Persona Entrevista: Rian Córdova e Leonardo Menezes

Diretores de Luana Muniz – Filha da Lua detalham a importância da representatividade trans na Arte e as dificuldades do Cinema independente

Arte retangular horizontal de fundo vermelho. No lado esquerdo, foi adicionado o texto "PERSONA ENTREVISTA" na vertical, repetidas vezes. No centro, foi adicionada uma foto em preto e branco dos diretores Rian Córdova e Leonardo Menezes. No lado direito, foi adicionada uma imagem do poster de seu filme, Luana Muniz - Filha da Lua, e acima, foram adicionados seus nomes, "rian córdova e leonardo menezes".
Em dose dupla, o Persona Entrevista de hoje conta com os cineastas Rian Córdova e Leonardo Menezes, em uma conversa à respeito de seu mais novo longa, o documentário Luana Muniz – Filha da Lua (Foto: Reprodução/Arte: Jho Brunhara)

Caroline Campos e Vitor Evangelista

Quatro meses atrás, o Persona entrou em contato com o emocionante longa Luana Muniz – Filha da Lua. Naquele agosto, mês que celebra os documentários brasileiros, tivemos a oportunidade de, além de conferir as sutilezas e conhecer a jornada da personagem-título, entrevistar seus dois realizadores. Em uma breve conversa terça-feira antes do almoço, Rian Córdova e Leonardo Menezes relataram desde os processos de criação do filme até o que o futuro os reserva daqui para a frente.
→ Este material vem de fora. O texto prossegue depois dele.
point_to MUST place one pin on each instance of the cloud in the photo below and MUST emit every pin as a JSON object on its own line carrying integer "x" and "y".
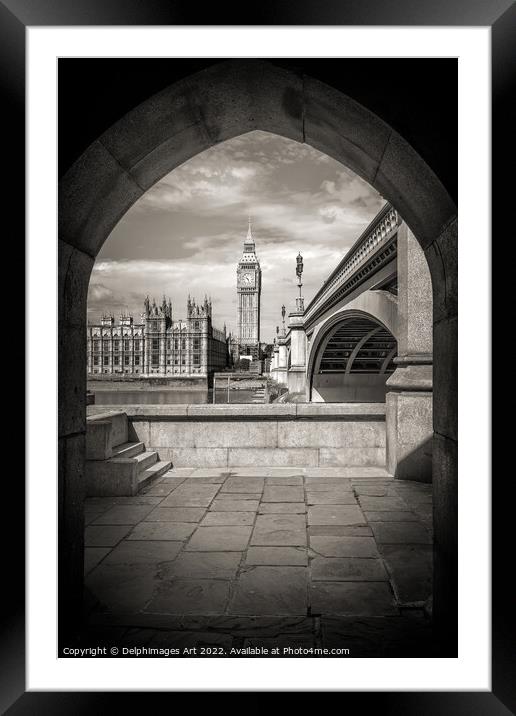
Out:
{"x": 185, "y": 235}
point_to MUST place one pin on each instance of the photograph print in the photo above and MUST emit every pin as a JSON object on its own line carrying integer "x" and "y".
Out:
{"x": 257, "y": 358}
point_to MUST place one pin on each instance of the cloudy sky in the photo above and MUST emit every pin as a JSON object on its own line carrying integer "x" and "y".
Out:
{"x": 186, "y": 233}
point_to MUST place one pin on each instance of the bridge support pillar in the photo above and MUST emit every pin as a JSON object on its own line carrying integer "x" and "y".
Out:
{"x": 296, "y": 373}
{"x": 282, "y": 363}
{"x": 409, "y": 429}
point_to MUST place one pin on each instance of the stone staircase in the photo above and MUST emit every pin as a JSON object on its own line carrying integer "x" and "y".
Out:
{"x": 116, "y": 466}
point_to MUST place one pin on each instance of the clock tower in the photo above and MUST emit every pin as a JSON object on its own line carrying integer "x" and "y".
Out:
{"x": 249, "y": 287}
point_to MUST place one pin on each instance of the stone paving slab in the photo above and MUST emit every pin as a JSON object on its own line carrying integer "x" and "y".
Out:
{"x": 400, "y": 533}
{"x": 199, "y": 480}
{"x": 330, "y": 498}
{"x": 209, "y": 472}
{"x": 229, "y": 505}
{"x": 279, "y": 530}
{"x": 347, "y": 472}
{"x": 285, "y": 471}
{"x": 344, "y": 546}
{"x": 382, "y": 504}
{"x": 351, "y": 569}
{"x": 294, "y": 508}
{"x": 91, "y": 514}
{"x": 190, "y": 495}
{"x": 176, "y": 514}
{"x": 396, "y": 516}
{"x": 239, "y": 496}
{"x": 335, "y": 515}
{"x": 94, "y": 555}
{"x": 294, "y": 556}
{"x": 228, "y": 518}
{"x": 122, "y": 588}
{"x": 180, "y": 472}
{"x": 371, "y": 490}
{"x": 333, "y": 487}
{"x": 190, "y": 596}
{"x": 243, "y": 485}
{"x": 124, "y": 515}
{"x": 340, "y": 530}
{"x": 144, "y": 552}
{"x": 280, "y": 493}
{"x": 104, "y": 535}
{"x": 369, "y": 551}
{"x": 352, "y": 599}
{"x": 165, "y": 488}
{"x": 175, "y": 531}
{"x": 294, "y": 480}
{"x": 219, "y": 539}
{"x": 410, "y": 569}
{"x": 271, "y": 590}
{"x": 203, "y": 565}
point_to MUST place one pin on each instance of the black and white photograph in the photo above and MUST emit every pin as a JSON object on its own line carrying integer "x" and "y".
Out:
{"x": 252, "y": 356}
{"x": 258, "y": 354}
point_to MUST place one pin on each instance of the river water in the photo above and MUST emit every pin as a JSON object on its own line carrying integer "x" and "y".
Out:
{"x": 169, "y": 397}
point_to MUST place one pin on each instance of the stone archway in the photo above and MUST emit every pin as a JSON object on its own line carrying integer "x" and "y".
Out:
{"x": 229, "y": 99}
{"x": 367, "y": 327}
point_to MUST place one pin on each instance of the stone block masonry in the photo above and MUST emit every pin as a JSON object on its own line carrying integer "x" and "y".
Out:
{"x": 291, "y": 435}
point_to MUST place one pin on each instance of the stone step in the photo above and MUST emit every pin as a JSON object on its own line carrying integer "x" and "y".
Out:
{"x": 128, "y": 450}
{"x": 146, "y": 477}
{"x": 140, "y": 462}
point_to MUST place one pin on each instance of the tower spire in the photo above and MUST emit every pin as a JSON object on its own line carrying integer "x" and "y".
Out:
{"x": 249, "y": 241}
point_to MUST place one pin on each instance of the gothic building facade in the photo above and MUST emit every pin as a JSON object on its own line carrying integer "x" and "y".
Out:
{"x": 249, "y": 288}
{"x": 158, "y": 345}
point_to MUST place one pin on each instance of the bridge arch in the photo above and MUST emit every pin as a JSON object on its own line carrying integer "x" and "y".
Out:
{"x": 351, "y": 358}
{"x": 380, "y": 305}
{"x": 223, "y": 101}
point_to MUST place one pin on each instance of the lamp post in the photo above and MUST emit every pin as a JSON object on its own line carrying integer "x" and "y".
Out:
{"x": 300, "y": 305}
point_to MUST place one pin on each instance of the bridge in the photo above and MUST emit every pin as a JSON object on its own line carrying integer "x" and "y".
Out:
{"x": 366, "y": 337}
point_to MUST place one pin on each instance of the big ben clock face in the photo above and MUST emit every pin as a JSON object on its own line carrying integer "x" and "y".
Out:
{"x": 247, "y": 279}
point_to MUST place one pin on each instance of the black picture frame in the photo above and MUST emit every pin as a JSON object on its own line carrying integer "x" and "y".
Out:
{"x": 15, "y": 17}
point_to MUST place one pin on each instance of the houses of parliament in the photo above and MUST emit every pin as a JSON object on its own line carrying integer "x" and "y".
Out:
{"x": 191, "y": 347}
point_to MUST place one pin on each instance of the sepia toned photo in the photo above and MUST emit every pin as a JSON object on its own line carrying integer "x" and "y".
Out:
{"x": 257, "y": 360}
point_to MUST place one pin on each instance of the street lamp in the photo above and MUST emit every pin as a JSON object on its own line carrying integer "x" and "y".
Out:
{"x": 299, "y": 273}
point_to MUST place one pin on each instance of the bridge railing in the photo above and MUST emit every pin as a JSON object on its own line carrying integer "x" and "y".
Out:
{"x": 368, "y": 243}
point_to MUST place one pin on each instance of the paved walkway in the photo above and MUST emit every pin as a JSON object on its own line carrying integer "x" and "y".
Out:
{"x": 338, "y": 557}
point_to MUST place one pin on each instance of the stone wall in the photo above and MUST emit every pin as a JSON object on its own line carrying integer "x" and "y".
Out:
{"x": 268, "y": 435}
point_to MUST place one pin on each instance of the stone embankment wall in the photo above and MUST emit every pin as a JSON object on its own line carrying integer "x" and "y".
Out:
{"x": 255, "y": 435}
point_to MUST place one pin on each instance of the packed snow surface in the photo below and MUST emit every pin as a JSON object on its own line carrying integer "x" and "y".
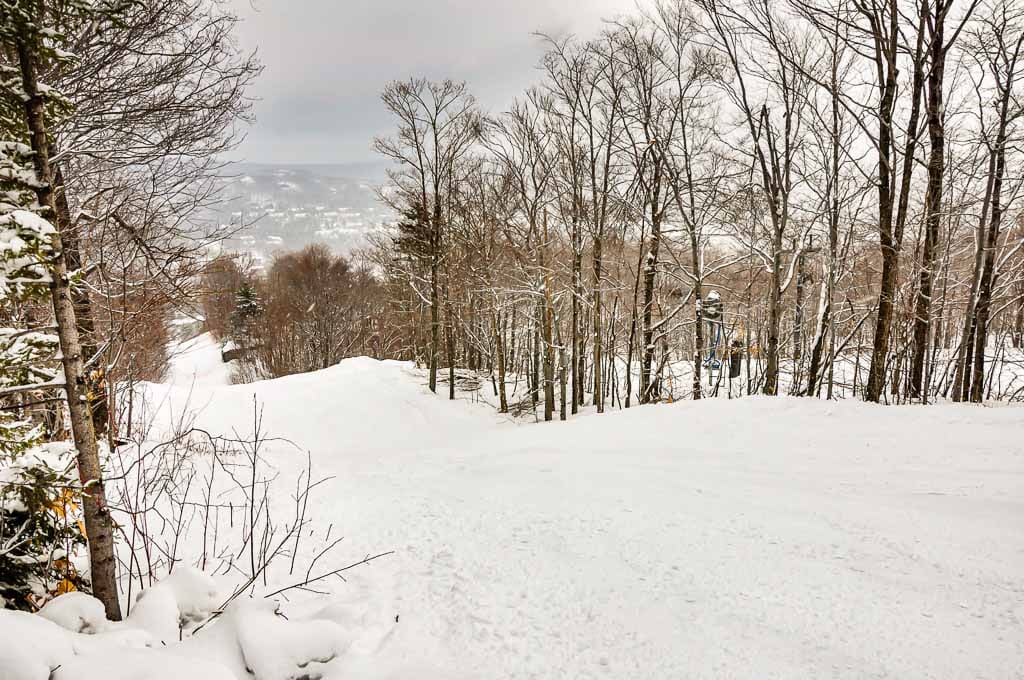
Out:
{"x": 756, "y": 538}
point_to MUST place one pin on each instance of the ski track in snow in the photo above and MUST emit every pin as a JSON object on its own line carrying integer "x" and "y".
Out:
{"x": 747, "y": 539}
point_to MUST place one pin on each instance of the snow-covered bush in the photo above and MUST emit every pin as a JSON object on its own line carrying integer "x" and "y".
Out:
{"x": 39, "y": 530}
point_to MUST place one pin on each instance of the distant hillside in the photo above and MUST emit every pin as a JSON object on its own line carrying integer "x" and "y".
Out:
{"x": 287, "y": 207}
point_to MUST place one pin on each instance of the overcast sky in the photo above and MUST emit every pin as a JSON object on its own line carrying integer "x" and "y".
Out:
{"x": 327, "y": 60}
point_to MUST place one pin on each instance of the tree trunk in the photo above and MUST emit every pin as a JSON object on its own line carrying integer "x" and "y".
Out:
{"x": 933, "y": 203}
{"x": 98, "y": 523}
{"x": 598, "y": 384}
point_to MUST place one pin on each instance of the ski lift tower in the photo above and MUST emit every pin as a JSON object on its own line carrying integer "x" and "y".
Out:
{"x": 714, "y": 317}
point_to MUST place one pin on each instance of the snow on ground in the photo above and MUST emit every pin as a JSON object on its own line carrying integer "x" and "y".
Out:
{"x": 753, "y": 538}
{"x": 196, "y": 363}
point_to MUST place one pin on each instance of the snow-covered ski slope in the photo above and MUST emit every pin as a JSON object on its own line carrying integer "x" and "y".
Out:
{"x": 759, "y": 538}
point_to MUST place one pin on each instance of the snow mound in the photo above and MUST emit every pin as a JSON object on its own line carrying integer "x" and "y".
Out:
{"x": 186, "y": 596}
{"x": 250, "y": 641}
{"x": 78, "y": 612}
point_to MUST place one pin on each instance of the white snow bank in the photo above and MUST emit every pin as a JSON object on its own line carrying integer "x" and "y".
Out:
{"x": 186, "y": 596}
{"x": 250, "y": 641}
{"x": 197, "y": 364}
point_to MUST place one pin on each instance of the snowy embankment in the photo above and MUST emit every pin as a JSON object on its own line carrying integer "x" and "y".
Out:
{"x": 724, "y": 539}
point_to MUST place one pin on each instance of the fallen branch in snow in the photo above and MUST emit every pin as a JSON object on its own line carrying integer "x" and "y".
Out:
{"x": 328, "y": 575}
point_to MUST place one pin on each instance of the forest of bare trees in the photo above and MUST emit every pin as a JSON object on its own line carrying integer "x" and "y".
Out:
{"x": 846, "y": 175}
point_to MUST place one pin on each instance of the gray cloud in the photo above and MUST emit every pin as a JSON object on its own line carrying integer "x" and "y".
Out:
{"x": 327, "y": 61}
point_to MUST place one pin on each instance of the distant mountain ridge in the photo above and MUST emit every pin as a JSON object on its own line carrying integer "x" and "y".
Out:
{"x": 288, "y": 207}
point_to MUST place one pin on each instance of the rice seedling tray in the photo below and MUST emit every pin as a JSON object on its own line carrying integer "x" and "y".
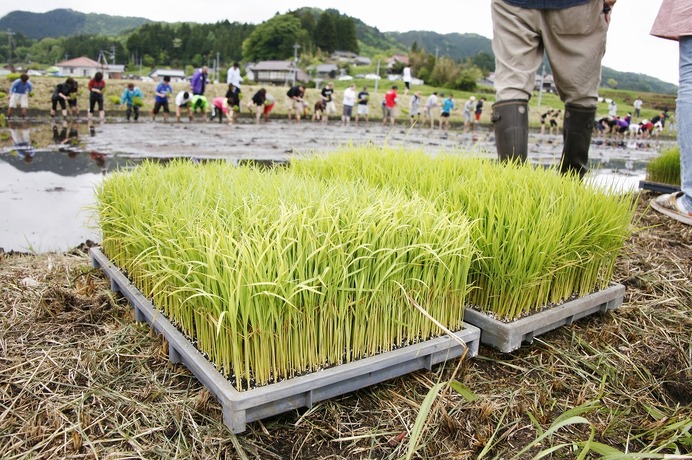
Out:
{"x": 658, "y": 187}
{"x": 242, "y": 407}
{"x": 508, "y": 336}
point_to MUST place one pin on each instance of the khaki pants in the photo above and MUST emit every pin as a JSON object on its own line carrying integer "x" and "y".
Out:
{"x": 574, "y": 39}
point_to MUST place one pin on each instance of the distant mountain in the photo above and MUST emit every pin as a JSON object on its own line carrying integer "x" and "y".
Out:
{"x": 462, "y": 46}
{"x": 65, "y": 22}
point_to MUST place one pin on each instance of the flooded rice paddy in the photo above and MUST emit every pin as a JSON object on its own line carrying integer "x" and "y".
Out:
{"x": 48, "y": 172}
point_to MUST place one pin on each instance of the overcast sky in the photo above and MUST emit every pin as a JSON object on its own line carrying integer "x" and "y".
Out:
{"x": 630, "y": 47}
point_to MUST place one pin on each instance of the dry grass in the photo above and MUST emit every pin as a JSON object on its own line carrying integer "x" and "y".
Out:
{"x": 80, "y": 379}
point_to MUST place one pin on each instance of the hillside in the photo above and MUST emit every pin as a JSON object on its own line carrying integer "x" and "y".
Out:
{"x": 462, "y": 46}
{"x": 456, "y": 46}
{"x": 65, "y": 22}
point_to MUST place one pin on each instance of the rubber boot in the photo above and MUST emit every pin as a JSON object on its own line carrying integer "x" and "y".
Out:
{"x": 576, "y": 133}
{"x": 511, "y": 122}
A dupla, que já tem experiência na Arte de documentar a vida de ícones da comunidade queer do país, demorou um pouco para ver Luana Muniz nas telonas, visto que o filme estreou de fato em 2017, no atual Festival LGBTQIA+ do Rio de Janeiro, mas só pôde ser apreciado pelo público em 2021. “A gente sabe um pouco das questões que envolvem o descaso da Secretaria de Cultura Federal em relação a processos da Cultura – o incêndio da Cinemateca é um dos exemplos mais recentes – e a gente fica muito feliz que finalmente o filme vai poder chegar nos cinemas”, conta Leonardo. 

Foto retangular. Luana Muniz, uma mulher branca, com batom vermelho, maquiagem dourada e unhas vermelhas olha no espelho, com as mãos no rosto.
Sobre o futuro da representatividade trans na Arte, Leonardo foi enfático: “que elas sejam protagonistas de novela, que elas sejam o que elas quiserem ser, porque talento está aí em todo mundo” (Foto: Guaraná Conteúdo)

Apesar dessa demora para a concretização do sonho de colocar Muniz no posto de estrela de Cinema, os diretores revelam felicidade diante do crescente número de pessoas trans e travestis em posição de poder no Brasil de 2017 para cá. “Faz a gente relembrar a importância de ter histórias sobre travestis e transgêneros como protagonistas no Cinema nacional”, complementa o cineasta. E se tem algo que Luana Muniz se qualifica como, com certeza é no papel de protagonista. A mulher, que faleceu em 2017 devido a complicações de uma pneumonia, infelizmente não chegou a ver sua trajetória nas telonas, mas, como os relatos que compõem o filme mostram, sua presença será sentida enquanto sua mensagem for compartilhada.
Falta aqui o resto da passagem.